Credit Suisse shakes up FX
Merges EM fixed income with FX; Shooter in, Weidmann out.
Investment banks have always had difficulty competing with the global commercial banks in the emerging markets for two good reasons. The first is that they aren’t large lenders to emerging markets clients; the second is that financial markets in these regions tend to be regionally and domestically driven. That has made it more challenging for investment banks to provide seamless access to those markets for their global clients in a way that allows them to compete on an equal basis.
Credit Suisse, with its respectable emerging markets franchise and large global hedge fund client base, has decided to replicate the commercial bank EM model by merging its FX division with its emerging markets fixed-income group. The idea is to create a single store front so its clients can get the full range of prices as well as information and content flow.
It’s a savvy move for the firm as revenues from emerging markets look set to make up a larger proportion of FX income in the future – as much as half the total in 2011, according to consultancy Coalition, up from about 38% in 2008.
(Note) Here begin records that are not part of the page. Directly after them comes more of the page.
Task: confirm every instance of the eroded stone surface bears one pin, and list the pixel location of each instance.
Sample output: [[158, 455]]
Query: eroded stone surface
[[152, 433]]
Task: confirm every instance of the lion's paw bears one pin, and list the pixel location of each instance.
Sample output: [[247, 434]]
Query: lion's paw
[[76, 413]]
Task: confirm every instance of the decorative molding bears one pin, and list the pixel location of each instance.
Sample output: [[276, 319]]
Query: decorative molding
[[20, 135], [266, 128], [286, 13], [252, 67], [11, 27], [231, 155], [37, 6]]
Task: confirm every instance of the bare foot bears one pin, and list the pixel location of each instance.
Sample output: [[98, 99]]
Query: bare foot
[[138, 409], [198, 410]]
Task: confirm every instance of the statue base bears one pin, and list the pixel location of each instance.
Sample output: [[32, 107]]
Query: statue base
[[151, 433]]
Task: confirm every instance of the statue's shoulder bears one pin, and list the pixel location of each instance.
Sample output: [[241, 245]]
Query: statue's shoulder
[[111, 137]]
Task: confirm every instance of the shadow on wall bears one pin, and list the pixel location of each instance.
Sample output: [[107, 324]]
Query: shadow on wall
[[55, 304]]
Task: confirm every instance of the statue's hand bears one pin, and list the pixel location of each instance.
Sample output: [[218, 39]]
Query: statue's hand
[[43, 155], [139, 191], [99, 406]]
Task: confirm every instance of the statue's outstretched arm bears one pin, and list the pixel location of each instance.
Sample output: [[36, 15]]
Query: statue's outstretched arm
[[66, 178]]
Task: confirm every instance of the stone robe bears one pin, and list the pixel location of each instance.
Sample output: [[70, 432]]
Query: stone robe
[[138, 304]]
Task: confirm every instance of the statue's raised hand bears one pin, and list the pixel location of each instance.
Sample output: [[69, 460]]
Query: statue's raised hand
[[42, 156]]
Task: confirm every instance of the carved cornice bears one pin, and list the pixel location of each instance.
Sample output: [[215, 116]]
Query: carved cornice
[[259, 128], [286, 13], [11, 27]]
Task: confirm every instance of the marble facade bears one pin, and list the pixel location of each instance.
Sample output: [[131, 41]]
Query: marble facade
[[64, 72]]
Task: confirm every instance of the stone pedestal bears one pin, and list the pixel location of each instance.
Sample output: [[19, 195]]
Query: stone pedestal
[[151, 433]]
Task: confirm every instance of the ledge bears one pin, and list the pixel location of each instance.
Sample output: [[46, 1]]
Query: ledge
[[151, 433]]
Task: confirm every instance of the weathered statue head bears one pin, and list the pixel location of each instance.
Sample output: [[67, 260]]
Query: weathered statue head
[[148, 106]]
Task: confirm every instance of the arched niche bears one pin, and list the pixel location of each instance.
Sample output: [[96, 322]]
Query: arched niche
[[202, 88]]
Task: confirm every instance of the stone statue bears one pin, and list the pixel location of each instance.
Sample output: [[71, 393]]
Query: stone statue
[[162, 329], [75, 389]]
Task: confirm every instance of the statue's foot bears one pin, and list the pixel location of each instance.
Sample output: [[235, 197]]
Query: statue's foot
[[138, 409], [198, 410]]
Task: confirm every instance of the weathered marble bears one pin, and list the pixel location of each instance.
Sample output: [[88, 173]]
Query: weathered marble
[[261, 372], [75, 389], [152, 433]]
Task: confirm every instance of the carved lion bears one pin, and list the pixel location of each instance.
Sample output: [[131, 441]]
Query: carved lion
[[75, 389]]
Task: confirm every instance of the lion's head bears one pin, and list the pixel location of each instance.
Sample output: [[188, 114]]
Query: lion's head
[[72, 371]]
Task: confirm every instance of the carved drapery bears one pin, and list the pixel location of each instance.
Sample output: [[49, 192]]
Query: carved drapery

"We feel it’s going to be pretty meaningful revenue uplift, and it’s going to be great for clients," says Credit Suisse’s global head of FX, Todd Sandoz. He took over the role last May, having been the firm’s co-head of equities for the Americas before that.
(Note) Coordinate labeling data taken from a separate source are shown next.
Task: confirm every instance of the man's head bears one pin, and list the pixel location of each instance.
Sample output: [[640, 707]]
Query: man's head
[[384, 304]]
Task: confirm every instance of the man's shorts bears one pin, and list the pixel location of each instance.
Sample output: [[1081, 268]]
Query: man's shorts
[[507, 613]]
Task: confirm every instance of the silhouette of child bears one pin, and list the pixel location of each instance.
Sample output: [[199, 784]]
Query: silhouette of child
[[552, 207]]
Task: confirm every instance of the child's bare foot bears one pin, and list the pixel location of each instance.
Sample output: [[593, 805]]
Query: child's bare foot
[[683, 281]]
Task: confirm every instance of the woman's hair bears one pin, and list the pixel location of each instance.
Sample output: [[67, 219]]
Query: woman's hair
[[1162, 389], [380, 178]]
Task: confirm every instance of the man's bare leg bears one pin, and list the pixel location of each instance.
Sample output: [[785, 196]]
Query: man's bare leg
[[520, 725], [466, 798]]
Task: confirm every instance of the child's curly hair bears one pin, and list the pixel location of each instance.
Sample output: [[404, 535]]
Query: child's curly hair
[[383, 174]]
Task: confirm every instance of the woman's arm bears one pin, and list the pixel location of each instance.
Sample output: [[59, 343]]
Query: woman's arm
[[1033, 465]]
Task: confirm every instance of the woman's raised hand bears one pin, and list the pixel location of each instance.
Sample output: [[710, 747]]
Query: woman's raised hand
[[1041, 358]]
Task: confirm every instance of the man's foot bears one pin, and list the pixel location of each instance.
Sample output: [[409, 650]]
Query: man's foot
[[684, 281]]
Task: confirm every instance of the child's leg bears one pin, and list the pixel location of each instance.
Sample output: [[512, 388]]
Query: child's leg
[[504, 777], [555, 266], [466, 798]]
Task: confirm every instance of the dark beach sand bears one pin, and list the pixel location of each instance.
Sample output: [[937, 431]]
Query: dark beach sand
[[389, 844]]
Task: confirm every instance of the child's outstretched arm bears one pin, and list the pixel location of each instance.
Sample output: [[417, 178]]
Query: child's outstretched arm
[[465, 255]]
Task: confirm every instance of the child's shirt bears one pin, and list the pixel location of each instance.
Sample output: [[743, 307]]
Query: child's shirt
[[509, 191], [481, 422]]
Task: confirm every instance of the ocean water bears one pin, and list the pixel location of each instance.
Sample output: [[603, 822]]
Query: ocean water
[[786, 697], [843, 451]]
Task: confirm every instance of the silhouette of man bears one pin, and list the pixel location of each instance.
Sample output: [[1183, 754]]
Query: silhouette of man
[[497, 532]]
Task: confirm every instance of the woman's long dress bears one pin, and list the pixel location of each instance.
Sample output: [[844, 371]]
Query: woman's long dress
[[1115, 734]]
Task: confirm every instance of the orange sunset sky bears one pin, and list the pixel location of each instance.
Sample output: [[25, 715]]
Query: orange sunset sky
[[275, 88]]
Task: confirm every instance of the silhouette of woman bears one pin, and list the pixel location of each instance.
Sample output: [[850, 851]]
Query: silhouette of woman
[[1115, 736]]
By its own admission, Credit Suisse hadn’t been organized in a way that presented a unified product offering, creating some inconsistencies in its delivery to clients. By bringing the two together, the bank is streamlining and taking away friction and eliminating duplications and multiple pricing points from different desks, representing an improvement for both sales and for the client, it says.
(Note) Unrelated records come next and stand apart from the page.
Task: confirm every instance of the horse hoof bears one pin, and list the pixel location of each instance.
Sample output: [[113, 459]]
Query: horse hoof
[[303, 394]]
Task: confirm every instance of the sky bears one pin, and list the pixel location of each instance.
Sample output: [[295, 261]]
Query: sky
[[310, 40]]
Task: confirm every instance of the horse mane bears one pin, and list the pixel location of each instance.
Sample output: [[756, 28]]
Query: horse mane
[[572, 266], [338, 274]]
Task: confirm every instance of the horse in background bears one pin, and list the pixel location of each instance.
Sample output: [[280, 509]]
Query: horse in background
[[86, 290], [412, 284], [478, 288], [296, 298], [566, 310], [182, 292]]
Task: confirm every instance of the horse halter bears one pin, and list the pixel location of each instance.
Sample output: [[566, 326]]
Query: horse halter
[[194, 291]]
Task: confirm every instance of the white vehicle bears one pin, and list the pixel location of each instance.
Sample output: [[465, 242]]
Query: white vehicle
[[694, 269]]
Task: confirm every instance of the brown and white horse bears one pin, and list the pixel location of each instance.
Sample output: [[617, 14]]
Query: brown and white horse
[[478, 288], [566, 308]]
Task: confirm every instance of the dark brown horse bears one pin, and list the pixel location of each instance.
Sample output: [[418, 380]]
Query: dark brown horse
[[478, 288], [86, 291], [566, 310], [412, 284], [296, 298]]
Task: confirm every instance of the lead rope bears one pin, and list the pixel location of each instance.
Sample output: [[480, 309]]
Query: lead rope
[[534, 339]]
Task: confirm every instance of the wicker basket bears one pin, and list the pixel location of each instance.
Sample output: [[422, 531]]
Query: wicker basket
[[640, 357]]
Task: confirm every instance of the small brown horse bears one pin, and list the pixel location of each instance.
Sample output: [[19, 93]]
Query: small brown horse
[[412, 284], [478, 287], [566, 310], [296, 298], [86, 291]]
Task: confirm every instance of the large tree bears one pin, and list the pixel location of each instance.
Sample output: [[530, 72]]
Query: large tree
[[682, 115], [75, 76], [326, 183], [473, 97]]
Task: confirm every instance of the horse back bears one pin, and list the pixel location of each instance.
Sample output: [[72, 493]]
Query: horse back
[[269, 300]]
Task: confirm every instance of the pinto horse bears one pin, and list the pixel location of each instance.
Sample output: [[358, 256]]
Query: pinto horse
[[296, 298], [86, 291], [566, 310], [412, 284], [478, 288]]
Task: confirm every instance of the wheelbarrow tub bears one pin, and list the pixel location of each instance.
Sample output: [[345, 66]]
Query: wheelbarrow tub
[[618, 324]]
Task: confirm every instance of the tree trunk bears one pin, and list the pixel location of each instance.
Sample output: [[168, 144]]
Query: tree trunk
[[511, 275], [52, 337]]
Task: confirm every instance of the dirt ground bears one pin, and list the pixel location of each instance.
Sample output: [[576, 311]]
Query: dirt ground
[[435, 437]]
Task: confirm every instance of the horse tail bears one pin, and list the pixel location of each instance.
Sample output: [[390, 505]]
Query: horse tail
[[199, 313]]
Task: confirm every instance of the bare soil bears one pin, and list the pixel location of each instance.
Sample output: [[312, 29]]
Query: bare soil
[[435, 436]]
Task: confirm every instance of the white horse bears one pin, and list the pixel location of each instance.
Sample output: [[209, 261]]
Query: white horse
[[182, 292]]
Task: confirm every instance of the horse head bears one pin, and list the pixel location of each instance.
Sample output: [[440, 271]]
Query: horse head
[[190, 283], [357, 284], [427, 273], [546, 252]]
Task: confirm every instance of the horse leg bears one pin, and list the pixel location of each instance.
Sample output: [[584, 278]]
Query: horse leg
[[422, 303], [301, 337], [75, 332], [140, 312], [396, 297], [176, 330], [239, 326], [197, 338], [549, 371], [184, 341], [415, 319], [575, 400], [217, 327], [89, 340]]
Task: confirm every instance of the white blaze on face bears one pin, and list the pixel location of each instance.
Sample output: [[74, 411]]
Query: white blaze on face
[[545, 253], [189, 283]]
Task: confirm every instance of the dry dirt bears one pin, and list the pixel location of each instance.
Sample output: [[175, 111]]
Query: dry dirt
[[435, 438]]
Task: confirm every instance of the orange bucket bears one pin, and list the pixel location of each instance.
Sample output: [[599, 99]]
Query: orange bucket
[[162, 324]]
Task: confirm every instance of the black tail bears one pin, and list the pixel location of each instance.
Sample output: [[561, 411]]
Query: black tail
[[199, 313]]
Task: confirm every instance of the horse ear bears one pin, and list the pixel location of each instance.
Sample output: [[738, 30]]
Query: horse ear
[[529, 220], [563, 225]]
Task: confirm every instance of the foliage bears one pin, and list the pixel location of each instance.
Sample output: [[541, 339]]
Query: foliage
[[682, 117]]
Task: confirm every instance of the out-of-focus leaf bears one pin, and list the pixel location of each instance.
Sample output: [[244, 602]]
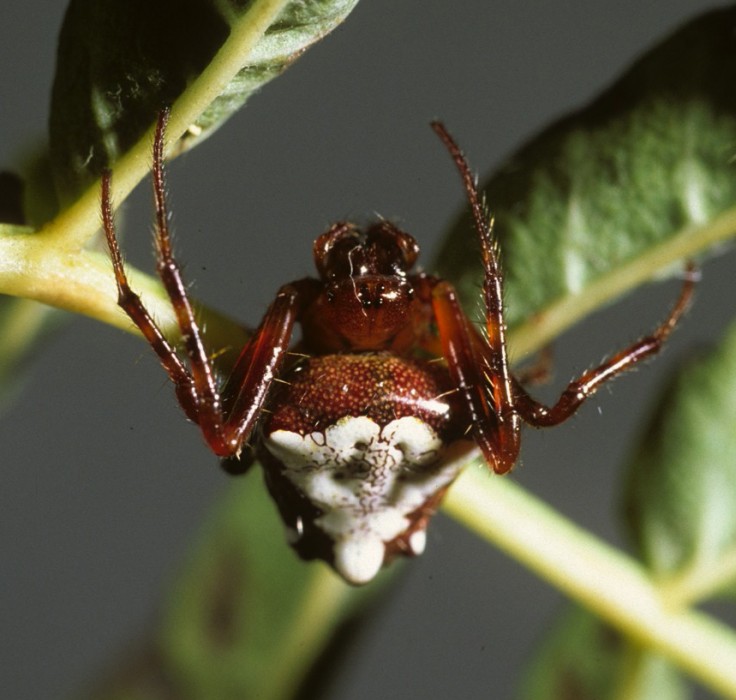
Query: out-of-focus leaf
[[584, 659], [650, 159], [22, 322], [681, 489], [120, 61], [246, 618]]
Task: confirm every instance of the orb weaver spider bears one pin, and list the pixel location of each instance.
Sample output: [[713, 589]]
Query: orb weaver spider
[[359, 427]]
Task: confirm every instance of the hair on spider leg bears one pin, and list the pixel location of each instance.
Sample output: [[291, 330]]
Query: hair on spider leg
[[387, 360]]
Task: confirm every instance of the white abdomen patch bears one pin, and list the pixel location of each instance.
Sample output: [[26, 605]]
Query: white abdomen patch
[[366, 480]]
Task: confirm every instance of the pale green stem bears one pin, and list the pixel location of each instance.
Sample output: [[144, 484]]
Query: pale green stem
[[73, 227], [601, 578], [699, 582], [324, 602], [564, 313]]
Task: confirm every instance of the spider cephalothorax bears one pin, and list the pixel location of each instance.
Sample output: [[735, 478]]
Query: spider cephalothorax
[[361, 426]]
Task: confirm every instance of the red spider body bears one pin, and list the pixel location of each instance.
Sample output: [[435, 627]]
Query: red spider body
[[361, 427]]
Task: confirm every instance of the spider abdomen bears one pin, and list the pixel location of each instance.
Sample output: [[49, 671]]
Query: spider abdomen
[[359, 449]]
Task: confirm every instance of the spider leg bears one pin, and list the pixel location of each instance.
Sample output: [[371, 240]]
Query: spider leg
[[131, 303], [497, 429], [580, 389], [474, 370], [225, 418]]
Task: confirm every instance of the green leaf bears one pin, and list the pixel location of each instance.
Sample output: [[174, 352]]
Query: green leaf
[[617, 192], [246, 618], [121, 61], [681, 487], [584, 659]]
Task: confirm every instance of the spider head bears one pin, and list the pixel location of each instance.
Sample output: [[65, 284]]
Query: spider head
[[367, 291]]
"From a sales perspective, the global side of the offering will be much more geared toward broader macro delivery, where, with one call, a client can simultaneously get the full range of prices, crosses and flow of information, in addition to deep local-market content," Sandoz tells Euromoney. "It is hard to replicate this type of comprehensive offering with just a joint venture, or where FX sits within an emerging markets business."
Ben Shooter has been appointed global head of global currencies and emerging markets.
As part of the merger, Sandoz has promoted one of the FX division’s top hedge fund salesmen to run the sales business of the merged entity: Ben Shooter.
Shooter has been appointed global head of global currencies and emerging markets (GCEM), and will replace Martin Weidmann, who leaves the firm. Shooter is considered a rising star at Credit Suisse, and has a strong following among some of the largest macro hedge funds in the FX markets. He will remain based in London, reporting jointly to Sandoz and Chris Corson, who will co-lead the GCEM.
Credit Suisse has been making inroads into the emerging markets in recent years. In last year’s Euromoney FX survey, it jumped three places to eighth in the market share rankings in Latin America, where Sandoz points to its Brazil business as being "best in class". It had a market share of 4.09%. It also made gains in Central and Eastern Europe, increasing its market share to almost 5% from 3.35% in 2010 while improving three places to seventh in the overall rankings. In Asia, it was less impressive however, falling five places to 15th, as its market share fell to 1.97% from 2.88%.